The research fills a gap in the existing evidence of the relationship between mental health symptoms and school-related functioning. The study found that improvements in internalizing symptoms and mental health-related quality-of-life were associated with improvements in school attendance, suggesting that changes in mental health could positively impact school functioning.

“Integrated behavioral health care implemented in FQHCs which serve minoritized populations – as demonstrated by the TEAM UP model – shows promise in enhancing overall child well-being,” said Dr. Jihye Kim, Visiting Assistant Professor at the University of Nevada, Las Vegas, and a researcher for TEAM UP.

The researchers hope their findings will encourage more FQHCs to integrate behavioral health services into their pediatric primary care practices.
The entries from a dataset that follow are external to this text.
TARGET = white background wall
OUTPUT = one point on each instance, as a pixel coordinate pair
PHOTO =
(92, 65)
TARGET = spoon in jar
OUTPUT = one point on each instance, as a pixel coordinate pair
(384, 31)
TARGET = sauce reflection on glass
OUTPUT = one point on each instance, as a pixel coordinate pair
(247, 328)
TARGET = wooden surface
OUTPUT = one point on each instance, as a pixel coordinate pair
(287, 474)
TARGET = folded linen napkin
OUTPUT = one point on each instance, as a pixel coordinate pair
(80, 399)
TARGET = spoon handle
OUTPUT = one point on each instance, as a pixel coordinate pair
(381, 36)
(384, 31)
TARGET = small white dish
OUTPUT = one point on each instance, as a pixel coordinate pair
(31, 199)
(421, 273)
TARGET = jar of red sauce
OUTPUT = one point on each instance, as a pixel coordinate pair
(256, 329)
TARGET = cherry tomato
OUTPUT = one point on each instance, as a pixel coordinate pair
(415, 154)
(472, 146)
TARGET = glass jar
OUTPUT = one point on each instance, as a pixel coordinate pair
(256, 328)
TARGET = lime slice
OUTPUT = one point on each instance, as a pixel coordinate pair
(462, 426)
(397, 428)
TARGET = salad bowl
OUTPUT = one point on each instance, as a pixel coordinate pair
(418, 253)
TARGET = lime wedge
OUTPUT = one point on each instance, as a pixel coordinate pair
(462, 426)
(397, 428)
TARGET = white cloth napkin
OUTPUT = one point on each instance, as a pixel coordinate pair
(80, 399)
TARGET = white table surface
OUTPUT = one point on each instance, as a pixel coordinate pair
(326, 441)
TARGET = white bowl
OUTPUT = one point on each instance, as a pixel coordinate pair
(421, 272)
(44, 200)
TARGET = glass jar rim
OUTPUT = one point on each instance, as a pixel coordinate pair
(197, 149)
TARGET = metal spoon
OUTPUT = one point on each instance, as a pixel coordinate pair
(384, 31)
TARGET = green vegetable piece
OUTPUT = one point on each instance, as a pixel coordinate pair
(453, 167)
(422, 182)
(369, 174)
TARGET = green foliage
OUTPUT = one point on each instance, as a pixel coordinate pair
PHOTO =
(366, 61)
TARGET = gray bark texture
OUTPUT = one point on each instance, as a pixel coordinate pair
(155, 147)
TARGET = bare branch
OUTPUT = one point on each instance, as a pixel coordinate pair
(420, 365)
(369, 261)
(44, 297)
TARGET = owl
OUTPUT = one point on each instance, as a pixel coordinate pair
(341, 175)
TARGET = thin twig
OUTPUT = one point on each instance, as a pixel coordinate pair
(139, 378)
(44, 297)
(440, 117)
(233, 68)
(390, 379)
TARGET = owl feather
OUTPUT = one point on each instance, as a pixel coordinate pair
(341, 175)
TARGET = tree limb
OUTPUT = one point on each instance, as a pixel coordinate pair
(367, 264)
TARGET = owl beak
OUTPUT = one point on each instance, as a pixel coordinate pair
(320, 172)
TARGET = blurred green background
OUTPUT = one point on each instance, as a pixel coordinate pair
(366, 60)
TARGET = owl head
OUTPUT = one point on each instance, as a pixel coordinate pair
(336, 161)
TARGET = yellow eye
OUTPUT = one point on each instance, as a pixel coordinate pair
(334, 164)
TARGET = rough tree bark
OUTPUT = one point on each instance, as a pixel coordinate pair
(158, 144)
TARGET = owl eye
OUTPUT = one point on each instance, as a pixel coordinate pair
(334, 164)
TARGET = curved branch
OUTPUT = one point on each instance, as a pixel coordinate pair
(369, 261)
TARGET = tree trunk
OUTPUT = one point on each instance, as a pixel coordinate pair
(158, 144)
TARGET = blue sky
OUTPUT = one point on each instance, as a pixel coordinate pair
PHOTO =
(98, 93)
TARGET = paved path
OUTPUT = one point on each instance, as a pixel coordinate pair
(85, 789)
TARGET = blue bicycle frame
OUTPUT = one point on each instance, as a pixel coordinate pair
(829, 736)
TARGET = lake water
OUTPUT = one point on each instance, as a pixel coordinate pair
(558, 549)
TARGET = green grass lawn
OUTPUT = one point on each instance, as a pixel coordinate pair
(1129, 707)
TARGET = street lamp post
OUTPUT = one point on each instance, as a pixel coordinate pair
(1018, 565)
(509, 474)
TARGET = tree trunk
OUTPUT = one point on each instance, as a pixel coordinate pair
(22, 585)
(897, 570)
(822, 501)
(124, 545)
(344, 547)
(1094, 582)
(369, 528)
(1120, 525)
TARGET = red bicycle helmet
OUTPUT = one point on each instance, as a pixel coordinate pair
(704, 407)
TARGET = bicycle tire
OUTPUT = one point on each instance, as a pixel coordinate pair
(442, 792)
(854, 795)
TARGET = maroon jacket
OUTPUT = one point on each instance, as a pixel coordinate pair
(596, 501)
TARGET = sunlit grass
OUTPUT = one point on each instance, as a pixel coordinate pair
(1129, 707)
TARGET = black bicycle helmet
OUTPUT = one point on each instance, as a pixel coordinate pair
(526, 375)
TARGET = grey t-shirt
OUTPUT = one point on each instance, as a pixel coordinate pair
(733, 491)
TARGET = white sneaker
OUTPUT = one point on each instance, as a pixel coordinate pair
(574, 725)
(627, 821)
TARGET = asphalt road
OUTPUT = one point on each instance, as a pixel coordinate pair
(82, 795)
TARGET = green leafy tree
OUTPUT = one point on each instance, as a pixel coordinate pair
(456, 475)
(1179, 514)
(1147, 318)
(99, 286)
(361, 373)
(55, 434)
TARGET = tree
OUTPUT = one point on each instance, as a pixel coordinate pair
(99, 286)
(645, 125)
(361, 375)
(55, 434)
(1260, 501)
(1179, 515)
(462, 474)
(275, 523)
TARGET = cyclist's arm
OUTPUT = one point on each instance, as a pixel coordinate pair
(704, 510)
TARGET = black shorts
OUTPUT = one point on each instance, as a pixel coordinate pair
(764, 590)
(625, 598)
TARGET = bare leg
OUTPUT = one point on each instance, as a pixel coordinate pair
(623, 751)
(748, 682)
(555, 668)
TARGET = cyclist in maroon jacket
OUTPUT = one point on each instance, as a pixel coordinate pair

According to co-author Megan Bair-Merritt, MD, MSCE, Chief Scientific Officer at Boston Medical Center, “In the wake of the COVID-19 pandemic, children across the country have struggled with mental health challenges. These results are promising in suggesting the potentially positive impact of behavioral integration on children’s mental health, health-related quality of life, and school-related functioning.”

The full study, “Changes over time in outcomes of school age children and parents receiving integrated mental health care in federally qualified health centers,” is available in the Journal of Developmental & Behavioral Pediatrics.